Called either a “black hat” or Borsalino, for the style’s most famous and expensive brand, the simple hat is most commonly associated with ultra-Orthodox non-Hasidic Jews, as well as members of the Chabad-Lubavitch sect, the Hasidic group based in Crown Heights.
But in recent months, the quasi-religious hat has not only popped up on the other side of Williamsburg, where skinny jeans and canvas sneakers still rule, but also in Cole Haan advertisements as a secular fashion accessory.
“I like wearing it because I know it’s genuine,” said Monika Jonevski, a marketing manager at Adidas who first saw one in the window of a hatter on the Lower East Side. “It’s been around in Jewish shops for ages.”
Mr. London didn’t seek his out, either.
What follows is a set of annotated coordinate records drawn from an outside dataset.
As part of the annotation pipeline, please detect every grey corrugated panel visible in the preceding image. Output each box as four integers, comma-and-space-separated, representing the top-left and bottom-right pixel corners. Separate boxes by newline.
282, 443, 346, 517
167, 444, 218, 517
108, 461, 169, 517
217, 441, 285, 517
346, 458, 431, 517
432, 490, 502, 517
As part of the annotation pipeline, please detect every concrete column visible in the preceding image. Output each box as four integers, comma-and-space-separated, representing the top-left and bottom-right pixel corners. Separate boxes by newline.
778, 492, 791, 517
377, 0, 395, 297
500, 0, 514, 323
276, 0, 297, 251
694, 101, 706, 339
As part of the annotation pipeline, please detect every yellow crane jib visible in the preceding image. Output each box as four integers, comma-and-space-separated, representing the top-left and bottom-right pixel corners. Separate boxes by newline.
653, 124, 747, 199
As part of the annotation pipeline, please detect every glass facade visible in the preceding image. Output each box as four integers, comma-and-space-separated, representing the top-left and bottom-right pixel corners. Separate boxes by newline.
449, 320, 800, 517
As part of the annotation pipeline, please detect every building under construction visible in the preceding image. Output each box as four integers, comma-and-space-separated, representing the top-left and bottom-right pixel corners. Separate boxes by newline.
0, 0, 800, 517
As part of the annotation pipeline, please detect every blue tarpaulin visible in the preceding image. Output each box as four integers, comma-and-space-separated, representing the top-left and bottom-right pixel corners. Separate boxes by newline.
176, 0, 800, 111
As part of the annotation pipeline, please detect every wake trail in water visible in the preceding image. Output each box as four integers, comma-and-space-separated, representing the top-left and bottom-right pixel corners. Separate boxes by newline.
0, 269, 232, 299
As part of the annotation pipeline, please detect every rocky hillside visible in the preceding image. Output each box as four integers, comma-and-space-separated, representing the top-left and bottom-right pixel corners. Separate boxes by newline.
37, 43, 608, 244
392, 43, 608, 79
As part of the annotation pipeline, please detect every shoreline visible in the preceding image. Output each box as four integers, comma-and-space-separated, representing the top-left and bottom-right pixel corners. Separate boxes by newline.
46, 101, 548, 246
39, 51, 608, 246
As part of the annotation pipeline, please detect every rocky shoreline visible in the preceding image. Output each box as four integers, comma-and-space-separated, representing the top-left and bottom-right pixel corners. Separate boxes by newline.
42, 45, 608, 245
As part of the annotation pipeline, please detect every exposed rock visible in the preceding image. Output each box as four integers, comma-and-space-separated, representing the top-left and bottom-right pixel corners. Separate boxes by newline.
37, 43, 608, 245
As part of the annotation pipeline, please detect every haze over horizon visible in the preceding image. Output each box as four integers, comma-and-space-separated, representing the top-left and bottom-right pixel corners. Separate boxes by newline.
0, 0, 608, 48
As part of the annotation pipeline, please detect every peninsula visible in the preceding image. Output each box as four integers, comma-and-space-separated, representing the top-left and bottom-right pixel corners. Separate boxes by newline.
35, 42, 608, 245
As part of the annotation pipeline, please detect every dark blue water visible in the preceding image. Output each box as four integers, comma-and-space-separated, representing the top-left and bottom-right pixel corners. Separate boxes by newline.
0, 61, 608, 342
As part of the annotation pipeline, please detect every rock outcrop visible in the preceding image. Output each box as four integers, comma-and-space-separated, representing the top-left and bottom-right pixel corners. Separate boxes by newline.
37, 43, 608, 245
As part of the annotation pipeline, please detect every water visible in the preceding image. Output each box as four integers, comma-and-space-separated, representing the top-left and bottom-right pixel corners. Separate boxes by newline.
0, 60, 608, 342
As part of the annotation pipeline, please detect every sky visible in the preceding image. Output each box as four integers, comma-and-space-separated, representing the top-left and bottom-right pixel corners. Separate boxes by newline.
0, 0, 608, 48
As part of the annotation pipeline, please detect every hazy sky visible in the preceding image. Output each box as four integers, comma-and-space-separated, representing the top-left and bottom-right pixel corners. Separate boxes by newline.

He was in Williamsburg recording a cover of the Nat King Cole song “Calypso Blues” when he stumbled across Bencraft Hatters, an old-school hattery on Broadway that offers more than 100 styles of felt hats by Borsalino, Stetson, Puertofino and Luigi Baroni. He bought a Puertofino for $120. “I liked the shape of it,” Mr. London said.
Since then, it’s become a part of his urban uniform. He wears it to pick up dinner at his local roti shop, to parties at the Top of the Standard, and even onstage.
This is not the first time that the Borsalino has hopped cultures. “This is an item of clothing that the Jews didn’t design, and didn’t invent, but they took it on and have given it a cachet in their own world,” said Samuel Heilman, a sociology professor at Queens College and the author of “Defenders of the Faith: Inside Ultra-Orthodox Jewry.”
While the tradition of Jews wearing black headgear goes back ages (it was a sign of mourning for the loss of Jerusalem), it wasn’t until the 1960s that ultra-Orthodox yeshiva students, as well as Chabad-Lubavitch Jews, began wearing the black fedora to distinguish themselves.
“As the differences between left and right begin to crystallize — when the trauma of survival is behind the Orthodox Jews and they’re re-establishing themselves in North America and Israel — they’re looking for some way to ensure they’re not assimilated, that they don’t disappear,” Professor Heilman said. “It’s not just the black hat. It’s the black suit jacket, the black pants and the white shirt, black shoes and glasses with black frames.”
Contemporary fashion has long drawn on religion for inspiration. “There are so many examples,” said Kenneth Ramaekers, director of Modemuseum Hasselt, a fashion museum in Hasselt, Belgium. Mr. Ramaekers cited Jeanne Lanvin’s and Balenciaga’s adaptation of the cassock in the 1920s and 1960s respectively; Jean Paul Gaultier’s 1993 women’s-wear collection, with its strong Hasidic inspiration; and Walter Van Beirendonck’s burqa look for men in 2008. “Designers have always loved the traditions of religious as well as military uniforms,” said Madeline Weeks, fashion director at GQ magazine.
But that may not explain the black hat’s newfound appeal on the street. “I don’t think the yeshiva boys or the hipsters get their black hats from any kind of religious background,” said Maya Balakirsky Katz, who teaches art history at Touro College and is the author of “The Visual Culture of Chabad.” “It’s all from ‘Mad Men.’ In the ’50s, when the actual Mad Men were wearing Borsalinos, yeshiva students who were living in Manhattan said ‘Oh, this is how to acculturate.’ And that style is back in fashion again.”
The trend is by no means limited to men. Leandra Medine, the author of the style blog The Man Repeller, who was raised as an Orthodox Jew, gave a tongue-in-cheek nod to women wearing the “temple topper” trend last November. “Some ladies find themselves taking these masculine cues to new heights, Crown Heights, if you will,” she wrote.
Added Mordechai Rubinstein, a former yeshiva student who is behind the men’s-wear blog Mister Mort: “Women are pulling these hats off better than men today. It’s so cool to see a woman wearing a Borsalino really well — brim down, crown pinched, tilted to one side, with such confidence.”
That’s not to say Mr. Rubinstein disapproves of the look for men. “A Borsalino is one of those classic pieces of men’s wear that every man should own,” he said. He gives a special acknowledgment to Mr. London. “Theophilus wears the hat, while most men are letting the hat wear them.